お菓子を放り込まれた紅葉はされるがままに口を動かし、お菓子と、何より遊びに誘われた事で、いろはと同様に満面の笑みを浮かべて向かい合った。次いで楓の顔を見るとニコりと微笑まれ、最後に千鶴の顔を窺うと、彼女にしては珍しく微笑み軽く頷き返した。
テストが終わればそのうち一緒に遊べる機会もあるだろうとは思っていたけれど、次の日に遊ぶ約束ができてテンションがとても上がり、本来の歳どころかより幼い子どものような反応を見せている。そんな紅葉を見て微笑ましく思っての事だ。
いろはと千鶴にとって紅葉は「友人の妹」でもあるがそれだけではなく、大変良く可愛がっており、また紅葉もとてもよく懐いているのがわかる。
それから五分程度、三人にお菓子を与えられながら機嫌良く会話に興じていた紅葉は、一度背伸びをして立ち上がった。
「それじゃあそろそろ戻るね」
三人に部屋に戻る旨を伝えドアの前に移動した。
お喋りは非常に楽しく、もっと話していたい。けれど勉強の邪魔は出来ないと泣く泣く退場する。
「もう? そっかー……。ま、お互い身軽になってから遊ぼっか」
「じゃあ。……これ、ありがとうな」
名残惜しそうに手を振って見送るいろはと、いつも通り言葉少なげにだが、もう一度コントローラーの礼を言う千鶴。楓も笑顔で小さく手を振って見送る。
紅葉はドアを開けて部屋から出ると振り返り、胸元で手を振った。
「またね」
名残惜しく思うも別れを告げて静かにドアを閉め、部屋に向かって歩き出した。
(テスト終わった次の日かぁ、ちょっと情報仕入れておこうかな)
テスト勉強モード入ってから紅葉はパソコンを一度も起動していない。その為実装されてからもう数日経っているマジックガンナーについての情報は、実装前の噂しか持っていなかった。

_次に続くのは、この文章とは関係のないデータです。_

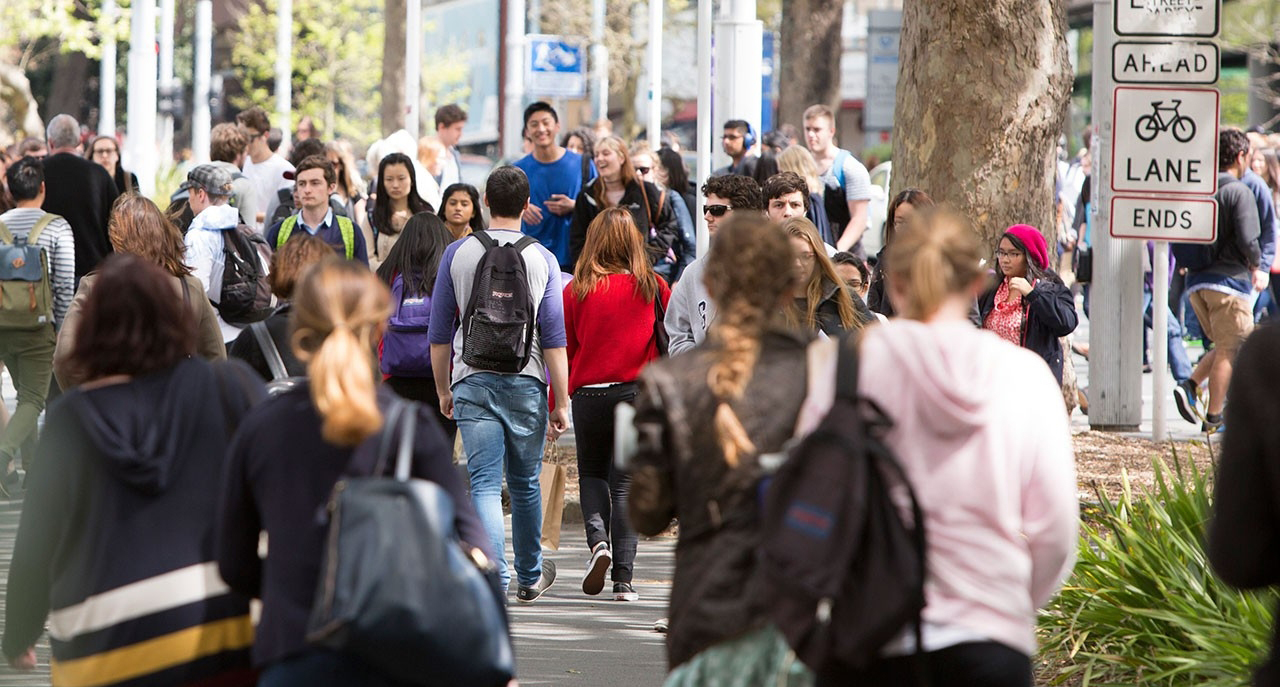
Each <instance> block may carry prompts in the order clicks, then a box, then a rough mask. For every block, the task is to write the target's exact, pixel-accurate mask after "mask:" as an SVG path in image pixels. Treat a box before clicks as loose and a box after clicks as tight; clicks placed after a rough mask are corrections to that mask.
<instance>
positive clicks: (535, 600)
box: [516, 559, 556, 604]
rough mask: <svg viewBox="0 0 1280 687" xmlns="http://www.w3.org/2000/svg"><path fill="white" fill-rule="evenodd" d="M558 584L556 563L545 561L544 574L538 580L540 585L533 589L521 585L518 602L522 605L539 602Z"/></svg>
mask: <svg viewBox="0 0 1280 687" xmlns="http://www.w3.org/2000/svg"><path fill="white" fill-rule="evenodd" d="M554 583H556V563H553V562H550V560H545V559H544V560H543V574H541V577H539V578H538V583H536V585H534V586H532V587H526V586H524V585H520V586H518V587H517V588H516V600H517V601H520V603H521V604H532V603H534V601H536V600H539V599H540V597H541V596H543V594H544V592H545V591H547V590H549V588H550V587H552V585H554Z"/></svg>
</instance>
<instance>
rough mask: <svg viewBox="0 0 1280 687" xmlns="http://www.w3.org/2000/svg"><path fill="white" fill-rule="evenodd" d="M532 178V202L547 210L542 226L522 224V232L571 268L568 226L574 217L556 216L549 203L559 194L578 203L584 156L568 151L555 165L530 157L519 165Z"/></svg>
mask: <svg viewBox="0 0 1280 687" xmlns="http://www.w3.org/2000/svg"><path fill="white" fill-rule="evenodd" d="M515 165H516V166H517V168H520V169H522V170H524V171H525V175H526V177H529V202H530V203H532V205H536V206H538V209H539V210H541V211H543V221H541V223H539V224H529V223H521V232H522V233H525V234H526V235H530V237H534V238H536V239H538V242H539V243H541V244H543V246H545V247H547V249H548V251H550V252H552V255H554V256H556V260H558V261H559V264H561V265H568V225H570V223H571V221H572V219H573V214H572V212H570V214H568V215H563V216H559V215H556V214H554V212H552V211H550V210H547V200H548V198H550V197H552V196H554V194H556V193H563V194H564V196H568V200H571V201H576V200H577V194H579V193H580V192H581V191H582V156H581V155H579V154H576V152H573V151H571V150H566V151H564V155H562V156H561V159H559V160H557V161H554V162H539V161H538V160H535V159H534V155H532V154H529V155H526V156H524V157H521V159H520V160H517V161H516V162H515Z"/></svg>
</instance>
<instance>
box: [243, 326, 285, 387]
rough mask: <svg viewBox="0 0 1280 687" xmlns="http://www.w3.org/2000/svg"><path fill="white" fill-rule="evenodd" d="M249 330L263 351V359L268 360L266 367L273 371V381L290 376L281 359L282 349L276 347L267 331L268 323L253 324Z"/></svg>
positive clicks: (283, 362)
mask: <svg viewBox="0 0 1280 687" xmlns="http://www.w3.org/2000/svg"><path fill="white" fill-rule="evenodd" d="M248 329H250V331H252V333H253V338H255V339H257V345H259V348H261V349H262V357H264V358H266V367H268V368H269V370H270V371H271V381H278V380H282V379H284V377H287V376H289V374H288V371H285V370H284V358H282V357H280V349H279V347H276V345H275V340H274V339H271V333H270V331H268V330H266V322H265V321H257V322H253V324H251V325H248Z"/></svg>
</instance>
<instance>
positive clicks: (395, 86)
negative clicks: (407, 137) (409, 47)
mask: <svg viewBox="0 0 1280 687" xmlns="http://www.w3.org/2000/svg"><path fill="white" fill-rule="evenodd" d="M404 3H406V0H387V13H385V14H384V17H385V22H387V37H385V40H384V42H383V86H381V93H383V113H381V114H383V136H384V137H385V136H390V134H393V133H396V132H397V130H399V129H401V128H403V123H404V12H406V9H407V5H406V4H404Z"/></svg>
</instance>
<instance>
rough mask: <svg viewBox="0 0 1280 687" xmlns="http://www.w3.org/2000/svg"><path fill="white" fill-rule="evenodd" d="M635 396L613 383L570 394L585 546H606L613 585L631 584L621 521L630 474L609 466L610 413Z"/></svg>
mask: <svg viewBox="0 0 1280 687" xmlns="http://www.w3.org/2000/svg"><path fill="white" fill-rule="evenodd" d="M635 397H636V385H635V384H634V383H628V384H614V385H612V386H605V388H588V389H579V390H576V391H573V398H572V412H573V436H575V438H576V439H577V486H579V491H580V494H581V495H580V498H581V500H582V522H584V525H585V526H586V545H588V546H591V548H594V546H595V545H596V544H599V542H602V541H607V542H609V553H611V554H612V555H613V573H612V578H613V581H614V582H631V576H632V571H634V568H635V560H636V544H637V539H639V537H636V532H635V530H632V528H631V521H630V518H628V517H627V495H628V494H630V493H631V475H628V473H627V472H625V471H621V470H618V468H617V467H614V463H613V409H614V408H616V407H617V404H618V403H622V402H630V400H632V399H635Z"/></svg>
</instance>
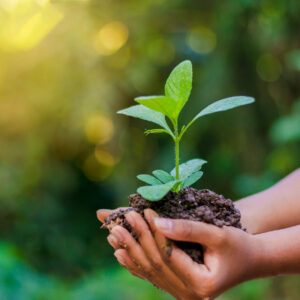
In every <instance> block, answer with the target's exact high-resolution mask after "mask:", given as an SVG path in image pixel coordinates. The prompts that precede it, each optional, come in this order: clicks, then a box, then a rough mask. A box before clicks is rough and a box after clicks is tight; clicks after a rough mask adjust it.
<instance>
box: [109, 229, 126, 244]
mask: <svg viewBox="0 0 300 300" xmlns="http://www.w3.org/2000/svg"><path fill="white" fill-rule="evenodd" d="M111 234H112V235H113V236H114V237H115V238H116V239H117V241H118V242H119V243H120V242H122V240H123V238H122V234H121V233H120V232H118V230H117V229H116V228H113V229H112V230H111Z"/></svg>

ぼんやりと頭の中で計画を立てながらドアを開くと中から冷気が漂って来た。部屋を出る時にエアコンのスイッチは切ったが、部屋はそう暑くなっていないどころかむしろ涼しいくらいだ。まだ時間が大して経過していない事が分かる。
部屋から出る時に消したコンポとエアコンのスイッチを入れ直し、椅子に座って冷やしホットミルクに口を付け喉を潤す。
今のところ作成する予定のないマジックガンナー。以前のアップデートで巫女が追加された際も、最初は同じく作成する気はなかったが敢えて調べて回らなくとも、ログインすれば人斬り二号ら魔法少女おんらいん全般に詳しいプレイヤーや、実装直後、実際に作ってみた野風との会話で自然と知識はついていった。

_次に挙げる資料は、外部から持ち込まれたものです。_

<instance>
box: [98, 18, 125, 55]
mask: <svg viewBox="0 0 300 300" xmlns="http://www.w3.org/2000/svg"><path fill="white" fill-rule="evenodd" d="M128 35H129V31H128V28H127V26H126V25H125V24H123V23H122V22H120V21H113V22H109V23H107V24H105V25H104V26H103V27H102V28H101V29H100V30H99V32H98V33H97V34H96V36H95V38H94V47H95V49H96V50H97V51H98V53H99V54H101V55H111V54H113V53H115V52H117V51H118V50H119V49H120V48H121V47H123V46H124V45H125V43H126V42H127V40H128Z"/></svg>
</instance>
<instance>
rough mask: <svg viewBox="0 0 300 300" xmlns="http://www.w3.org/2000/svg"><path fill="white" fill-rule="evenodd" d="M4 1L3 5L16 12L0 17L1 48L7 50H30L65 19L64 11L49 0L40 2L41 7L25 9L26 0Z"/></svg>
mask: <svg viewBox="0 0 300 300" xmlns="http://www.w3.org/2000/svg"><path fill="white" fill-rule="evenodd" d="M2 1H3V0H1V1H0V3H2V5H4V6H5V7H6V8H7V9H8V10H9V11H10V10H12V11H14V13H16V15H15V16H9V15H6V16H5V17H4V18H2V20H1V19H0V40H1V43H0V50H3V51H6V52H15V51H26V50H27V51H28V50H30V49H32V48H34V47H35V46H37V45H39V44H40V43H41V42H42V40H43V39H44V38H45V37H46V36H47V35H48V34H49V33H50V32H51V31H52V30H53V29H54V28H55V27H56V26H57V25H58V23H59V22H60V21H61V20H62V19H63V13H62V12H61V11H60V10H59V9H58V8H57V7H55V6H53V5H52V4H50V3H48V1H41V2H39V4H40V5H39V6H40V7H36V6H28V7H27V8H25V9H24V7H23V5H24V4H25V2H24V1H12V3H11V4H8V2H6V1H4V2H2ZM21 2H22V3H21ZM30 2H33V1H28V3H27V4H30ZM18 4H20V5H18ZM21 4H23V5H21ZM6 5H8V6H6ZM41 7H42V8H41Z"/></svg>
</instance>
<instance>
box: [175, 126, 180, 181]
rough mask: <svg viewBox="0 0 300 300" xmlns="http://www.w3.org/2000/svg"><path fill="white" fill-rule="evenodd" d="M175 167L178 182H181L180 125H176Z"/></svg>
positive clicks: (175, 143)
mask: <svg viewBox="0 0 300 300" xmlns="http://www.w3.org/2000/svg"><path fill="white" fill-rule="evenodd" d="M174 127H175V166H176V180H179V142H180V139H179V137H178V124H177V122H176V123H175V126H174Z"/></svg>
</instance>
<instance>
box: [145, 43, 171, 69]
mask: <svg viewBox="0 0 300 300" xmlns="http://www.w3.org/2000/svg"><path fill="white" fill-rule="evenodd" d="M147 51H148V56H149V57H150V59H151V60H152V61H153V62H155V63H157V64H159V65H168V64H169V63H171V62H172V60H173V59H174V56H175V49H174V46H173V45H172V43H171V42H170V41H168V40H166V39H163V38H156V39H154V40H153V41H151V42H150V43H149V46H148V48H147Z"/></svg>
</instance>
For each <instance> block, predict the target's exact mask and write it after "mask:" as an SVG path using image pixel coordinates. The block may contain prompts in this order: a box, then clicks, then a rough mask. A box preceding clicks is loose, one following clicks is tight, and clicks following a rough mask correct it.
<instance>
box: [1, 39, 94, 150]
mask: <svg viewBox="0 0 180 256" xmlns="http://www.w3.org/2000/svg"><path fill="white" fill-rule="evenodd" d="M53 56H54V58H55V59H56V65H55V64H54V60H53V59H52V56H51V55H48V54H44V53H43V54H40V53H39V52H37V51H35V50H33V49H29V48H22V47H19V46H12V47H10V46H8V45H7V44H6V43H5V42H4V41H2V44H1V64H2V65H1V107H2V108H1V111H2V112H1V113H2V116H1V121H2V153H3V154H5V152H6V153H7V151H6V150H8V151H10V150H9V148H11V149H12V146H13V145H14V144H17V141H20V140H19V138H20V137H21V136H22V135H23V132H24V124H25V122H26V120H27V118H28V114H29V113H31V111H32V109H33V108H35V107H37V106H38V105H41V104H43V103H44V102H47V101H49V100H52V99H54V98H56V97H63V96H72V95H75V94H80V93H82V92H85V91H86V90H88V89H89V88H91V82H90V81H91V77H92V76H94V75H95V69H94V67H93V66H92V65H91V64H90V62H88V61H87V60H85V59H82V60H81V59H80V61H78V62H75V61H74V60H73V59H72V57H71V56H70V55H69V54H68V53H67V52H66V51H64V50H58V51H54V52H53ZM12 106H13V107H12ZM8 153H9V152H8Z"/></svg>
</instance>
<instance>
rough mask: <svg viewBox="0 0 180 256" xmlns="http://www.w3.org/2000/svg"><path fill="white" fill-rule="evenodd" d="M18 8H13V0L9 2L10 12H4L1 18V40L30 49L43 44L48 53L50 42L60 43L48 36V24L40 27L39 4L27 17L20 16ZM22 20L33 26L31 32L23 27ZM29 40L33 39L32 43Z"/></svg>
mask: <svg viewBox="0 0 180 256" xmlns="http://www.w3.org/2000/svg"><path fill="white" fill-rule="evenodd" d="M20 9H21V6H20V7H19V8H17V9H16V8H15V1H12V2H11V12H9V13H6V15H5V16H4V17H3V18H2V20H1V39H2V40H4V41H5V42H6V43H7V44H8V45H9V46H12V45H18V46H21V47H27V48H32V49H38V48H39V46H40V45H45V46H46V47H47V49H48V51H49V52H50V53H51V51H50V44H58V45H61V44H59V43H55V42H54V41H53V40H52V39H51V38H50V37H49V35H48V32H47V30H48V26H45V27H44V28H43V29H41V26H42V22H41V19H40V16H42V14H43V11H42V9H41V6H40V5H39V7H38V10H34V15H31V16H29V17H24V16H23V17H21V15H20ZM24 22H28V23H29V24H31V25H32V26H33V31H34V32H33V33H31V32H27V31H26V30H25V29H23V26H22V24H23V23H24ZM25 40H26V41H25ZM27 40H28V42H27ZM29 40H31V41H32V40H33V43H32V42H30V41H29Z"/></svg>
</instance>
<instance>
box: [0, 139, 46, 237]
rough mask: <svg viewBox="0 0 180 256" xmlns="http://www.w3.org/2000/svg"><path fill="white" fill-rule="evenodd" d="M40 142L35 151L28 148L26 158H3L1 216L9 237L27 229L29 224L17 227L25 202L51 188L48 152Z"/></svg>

しかし今回はテストと重なりログインしていない為、ゲーム外で自主的に調達しないと情報は集まらない。
(まあでも――)
椅子の背もたれにもたれ掛かり、机上のここしばらく触れていないパソコンを見ながら考える。
(取り敢えず今はこれだね)
椅子に座り直すと背筋を伸ばし、ノートを開く。
成績を落とさない事は紅葉の中で絶対条件。直ぐにでも調べたい気持ちもあるが、今パソコンを立ち上げると一時間程度で済む気がせず却下。
久し振りにパソコンへと向いた気持ちを抑え、千鶴たち三人とお喋りをしてリフレッシュ、そして上がったテンションを勉強にぶつける紅葉なのであった。
◇
夕飯を食べ終えた紅葉は、リビングのソファーの上でその女子中学生にしては大きな身体を小さく丸め、いわゆる体操座りをしていた。

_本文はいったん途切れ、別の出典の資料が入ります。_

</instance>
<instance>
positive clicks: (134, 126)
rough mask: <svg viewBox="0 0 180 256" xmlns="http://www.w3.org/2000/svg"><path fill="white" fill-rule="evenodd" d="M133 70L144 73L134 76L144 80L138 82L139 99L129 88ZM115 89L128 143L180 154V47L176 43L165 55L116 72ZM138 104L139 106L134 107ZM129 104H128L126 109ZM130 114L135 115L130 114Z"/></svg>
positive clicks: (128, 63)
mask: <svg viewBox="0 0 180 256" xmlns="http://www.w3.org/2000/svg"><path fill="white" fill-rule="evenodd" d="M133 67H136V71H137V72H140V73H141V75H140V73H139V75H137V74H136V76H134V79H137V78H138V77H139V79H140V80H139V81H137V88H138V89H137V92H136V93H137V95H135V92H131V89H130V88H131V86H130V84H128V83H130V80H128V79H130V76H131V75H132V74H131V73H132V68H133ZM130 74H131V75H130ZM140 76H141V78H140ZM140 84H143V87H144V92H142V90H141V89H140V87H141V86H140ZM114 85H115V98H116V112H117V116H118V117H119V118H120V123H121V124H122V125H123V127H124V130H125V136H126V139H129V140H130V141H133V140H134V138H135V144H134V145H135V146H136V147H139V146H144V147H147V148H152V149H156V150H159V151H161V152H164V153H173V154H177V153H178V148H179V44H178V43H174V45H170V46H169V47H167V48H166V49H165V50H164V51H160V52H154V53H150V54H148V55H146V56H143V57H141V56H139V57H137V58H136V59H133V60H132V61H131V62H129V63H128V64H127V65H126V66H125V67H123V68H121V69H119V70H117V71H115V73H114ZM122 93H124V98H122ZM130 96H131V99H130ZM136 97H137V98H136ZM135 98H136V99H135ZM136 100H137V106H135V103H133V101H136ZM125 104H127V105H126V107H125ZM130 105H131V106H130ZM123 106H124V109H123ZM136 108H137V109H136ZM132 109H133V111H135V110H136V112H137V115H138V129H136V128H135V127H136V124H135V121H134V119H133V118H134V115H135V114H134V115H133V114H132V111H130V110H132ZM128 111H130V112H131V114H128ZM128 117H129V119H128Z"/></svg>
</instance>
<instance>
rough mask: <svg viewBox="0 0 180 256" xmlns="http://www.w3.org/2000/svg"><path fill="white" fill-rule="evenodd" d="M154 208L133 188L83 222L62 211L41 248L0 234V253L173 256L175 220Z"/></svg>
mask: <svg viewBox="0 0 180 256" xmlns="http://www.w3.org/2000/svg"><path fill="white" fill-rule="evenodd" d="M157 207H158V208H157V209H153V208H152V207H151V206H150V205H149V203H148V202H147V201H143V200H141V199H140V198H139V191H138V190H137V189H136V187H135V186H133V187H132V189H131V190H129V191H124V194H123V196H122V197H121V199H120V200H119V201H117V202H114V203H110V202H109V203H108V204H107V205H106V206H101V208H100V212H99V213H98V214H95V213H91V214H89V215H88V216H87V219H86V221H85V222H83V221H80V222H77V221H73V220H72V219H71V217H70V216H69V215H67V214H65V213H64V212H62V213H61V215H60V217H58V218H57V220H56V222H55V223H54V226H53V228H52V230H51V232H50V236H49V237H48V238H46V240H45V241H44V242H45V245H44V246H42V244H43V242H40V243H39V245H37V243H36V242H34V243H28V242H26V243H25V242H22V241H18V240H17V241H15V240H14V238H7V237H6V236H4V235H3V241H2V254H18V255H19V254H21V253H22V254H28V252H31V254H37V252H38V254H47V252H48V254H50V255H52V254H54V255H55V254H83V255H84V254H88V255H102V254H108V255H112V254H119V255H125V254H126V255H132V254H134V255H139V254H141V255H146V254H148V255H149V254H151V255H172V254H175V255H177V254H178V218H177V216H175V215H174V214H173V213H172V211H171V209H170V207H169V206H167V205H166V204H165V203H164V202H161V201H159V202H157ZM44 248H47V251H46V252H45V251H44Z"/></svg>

まだ外は明るいが十八時を回っており、いろはと千鶴は二時間程前に帰宅している。先程まで一緒に夕食を食べていた楓と葉月は既に部屋へ戻っていて、両親もリビングには居ない。その為現在リビングに居るのは紅葉だけだ。
リビングで独り膝を抱えた紅葉。だが正面のテレビは沈黙。一見いじけているようにも見える体勢ではあるが、別に拗ねていて誰かから声が掛けるのを待っている訳でもない。ただ携帯電話を弄っているのだ。
「…………」
黙々と、携帯電話を両手の親指で操作する。久し振りに使っている事もあって、その手付きは中学生の少女にしては少々ぎこちない。
一旦手を止めテーブルに置かれたホットミルクに口を付け、再び画面に戻る。
使っているのはネットの機能。食後の休憩がてらマジックガンナーの情報を調べようとしているのだ。
部屋でパソコンを立ち上げれば良いだけの話だが、それだと区切りをつけ辛くいつまでも弄ってしまいそうなので、この一杯のミルクを飲み終えるまでと決めていた。
(……やっぱり掲示板かな)
どこで情報を集めるか、まとめサイトにするか僅かに逡巡するが、よくある質問にも、集まった情報もまだ纏まってないのではと考え止めにし、お気に入りに登録している掲示板のURLを開いた。画面に乱立している大量のスレッドが表示さる。
それらは当然魔法少女おんらいんのものだけではない。海外産の有名タイトルに国産RPGのオンライン版、いつサービスが終了してもおかしくないと言われ続けはや云年、なんてものまで様々なネットゲームのタイトルがずらりと並んでいる。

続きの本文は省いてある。